The hero Maskhadov had proposed a peace plan which would shelve the question of independence…in the name of peace. This plan foresaw the demilitarisation of all combatants under international auspices. The UN, EU, OSCE and NATO, organisations which are supposed to offer peoples security, and guarantee the self-determination of nations, did not even deign to discuss it during the plan’s three-year existence.
In spite of the filtration camps, the so-called mopping-up operations, the rape and violence, the murder of a quarter of the population (imagine France or Italy losing 10-15 million inhabitants), in spite of people fleeing in fear, Chechnya continues to resist, as much against the Russians’ barbarism as against religious fanaticism.
Why such hatred towards a people (once) one million strong? Why so very little compassion? Moscow’s obstinacy is neither explained by strategic nor energy requirements. The main reason for three centuries of colonial warfare and Russian cruelty in the Caucasus is educational in nature, and the great Russian poets understood this. It was necessary to make an example to show the Russian people what would be in store for them if they did not follow orders.
In 1818 the Russian general Yermolov delivered to Czar Nicholas I the key to this combat : “With their example, the Chechens ignite the spirit of revolt and love for freedom even amongst your majesty’s most devoted subjects”. Putin has translated the lessons of Czarist imperialism into the language of a middle-ranking Soviet officer: it is necessary to “waste them in the outhouse”, these eternal rebels…

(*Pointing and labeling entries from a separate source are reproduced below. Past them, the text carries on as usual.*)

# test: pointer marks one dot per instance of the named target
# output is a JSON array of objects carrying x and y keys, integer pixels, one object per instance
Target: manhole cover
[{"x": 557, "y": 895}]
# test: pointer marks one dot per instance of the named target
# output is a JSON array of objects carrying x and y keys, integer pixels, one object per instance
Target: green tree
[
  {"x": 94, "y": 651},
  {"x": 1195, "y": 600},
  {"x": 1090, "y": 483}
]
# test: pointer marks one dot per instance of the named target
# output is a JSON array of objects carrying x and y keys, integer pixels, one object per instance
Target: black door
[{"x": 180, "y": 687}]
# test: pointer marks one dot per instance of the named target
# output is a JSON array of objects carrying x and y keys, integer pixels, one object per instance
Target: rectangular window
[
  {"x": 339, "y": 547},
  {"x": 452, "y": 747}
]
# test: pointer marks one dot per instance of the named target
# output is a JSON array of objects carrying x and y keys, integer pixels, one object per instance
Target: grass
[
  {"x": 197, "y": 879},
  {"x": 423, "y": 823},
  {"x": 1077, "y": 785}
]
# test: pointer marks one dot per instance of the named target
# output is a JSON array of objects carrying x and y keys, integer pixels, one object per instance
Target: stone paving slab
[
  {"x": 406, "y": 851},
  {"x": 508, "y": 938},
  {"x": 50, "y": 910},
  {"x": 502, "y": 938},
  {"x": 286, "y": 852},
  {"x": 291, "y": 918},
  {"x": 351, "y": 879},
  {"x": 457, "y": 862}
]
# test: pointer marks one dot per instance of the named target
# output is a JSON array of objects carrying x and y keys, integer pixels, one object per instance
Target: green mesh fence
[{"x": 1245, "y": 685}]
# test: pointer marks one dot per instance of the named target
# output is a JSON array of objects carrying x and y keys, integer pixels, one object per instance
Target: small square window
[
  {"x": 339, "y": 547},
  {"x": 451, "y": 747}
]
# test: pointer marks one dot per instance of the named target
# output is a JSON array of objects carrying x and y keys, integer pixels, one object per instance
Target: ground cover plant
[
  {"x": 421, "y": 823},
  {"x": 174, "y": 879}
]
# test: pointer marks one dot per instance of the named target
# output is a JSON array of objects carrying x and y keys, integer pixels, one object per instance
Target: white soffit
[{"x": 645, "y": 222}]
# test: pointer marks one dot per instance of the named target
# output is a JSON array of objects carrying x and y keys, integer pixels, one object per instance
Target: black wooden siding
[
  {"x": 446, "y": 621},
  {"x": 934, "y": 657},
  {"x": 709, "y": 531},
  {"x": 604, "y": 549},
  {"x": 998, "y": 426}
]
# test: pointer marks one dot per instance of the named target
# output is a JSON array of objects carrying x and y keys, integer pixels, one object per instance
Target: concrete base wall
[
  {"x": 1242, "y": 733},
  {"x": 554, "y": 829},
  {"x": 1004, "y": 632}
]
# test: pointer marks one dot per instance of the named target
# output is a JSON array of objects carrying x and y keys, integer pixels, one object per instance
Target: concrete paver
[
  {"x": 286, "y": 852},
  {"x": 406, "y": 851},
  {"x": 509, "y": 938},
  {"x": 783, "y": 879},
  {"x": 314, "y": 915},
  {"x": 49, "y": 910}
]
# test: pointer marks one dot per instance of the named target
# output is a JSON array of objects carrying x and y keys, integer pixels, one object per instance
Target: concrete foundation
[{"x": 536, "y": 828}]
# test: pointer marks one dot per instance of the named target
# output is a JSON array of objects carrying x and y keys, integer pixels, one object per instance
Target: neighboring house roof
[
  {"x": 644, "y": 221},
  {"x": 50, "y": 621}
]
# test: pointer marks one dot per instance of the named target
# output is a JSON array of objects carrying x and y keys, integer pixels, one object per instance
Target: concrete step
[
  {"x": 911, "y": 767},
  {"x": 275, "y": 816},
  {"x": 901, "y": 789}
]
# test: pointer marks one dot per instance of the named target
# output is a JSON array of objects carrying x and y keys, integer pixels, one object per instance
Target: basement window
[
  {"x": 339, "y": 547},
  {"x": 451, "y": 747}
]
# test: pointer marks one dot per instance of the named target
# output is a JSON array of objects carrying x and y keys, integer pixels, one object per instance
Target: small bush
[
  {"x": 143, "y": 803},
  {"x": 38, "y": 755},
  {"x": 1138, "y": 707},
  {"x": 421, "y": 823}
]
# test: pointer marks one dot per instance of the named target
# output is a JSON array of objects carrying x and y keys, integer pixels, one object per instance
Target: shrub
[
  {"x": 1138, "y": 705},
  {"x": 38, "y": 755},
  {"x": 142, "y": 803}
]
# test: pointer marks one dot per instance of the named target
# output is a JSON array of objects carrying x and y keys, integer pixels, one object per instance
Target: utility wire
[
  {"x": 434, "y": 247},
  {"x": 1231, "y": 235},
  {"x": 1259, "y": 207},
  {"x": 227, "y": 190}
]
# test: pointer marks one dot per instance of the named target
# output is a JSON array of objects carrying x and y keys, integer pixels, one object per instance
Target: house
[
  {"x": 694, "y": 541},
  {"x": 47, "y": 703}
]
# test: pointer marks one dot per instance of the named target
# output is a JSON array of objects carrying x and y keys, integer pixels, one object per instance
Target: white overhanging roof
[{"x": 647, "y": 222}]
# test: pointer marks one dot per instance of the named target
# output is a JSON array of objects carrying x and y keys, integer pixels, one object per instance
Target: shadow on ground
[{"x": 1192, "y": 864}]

Yes, Aslan Maskhadov did have blood on his hands. So did the French Resistance, and so did any other such movement in history. He opposed a genocidal enemy. In our days it is not an easy life for those who resist.
Aslan Maskhadov has also paid the ultimate price for our lexical inadequacies. We use the term genocide freely, with however one exception – when it actually happens, as in Rwanda in 1994. Furthermore, we classify as members of resistance those who cut off the heads of electoral officials or simple Iraqi civilians. But we refuse to do this towards those who will not accept the destruction of their people. In refusing to call him what he was, the President and a patriot, the western leaders allowed for the murder of Maskhadov.
During my visit to Chechnya in June 2000, we were unable to meet. Three times plans were scuppered by bombardments. I transmitted to him my questions, and he replied with a long letter on a cassette. He denounced Islamisation, concluding that “never in a free Chechnya will a Chechen woman be forced to wear a veil.”
At the end of his last novel, Hadji Murat, Tolstoi sketches an imaginary scene: on a tray he carries the severed head of the noble Chechen leader to the Czar. Last Tuesday, Aslan Maskhadov was murdered in the village of…Tolstoi-Yurt.
Chechnya has lost its own General De Gaulle.
We have lost just a little more of our honour.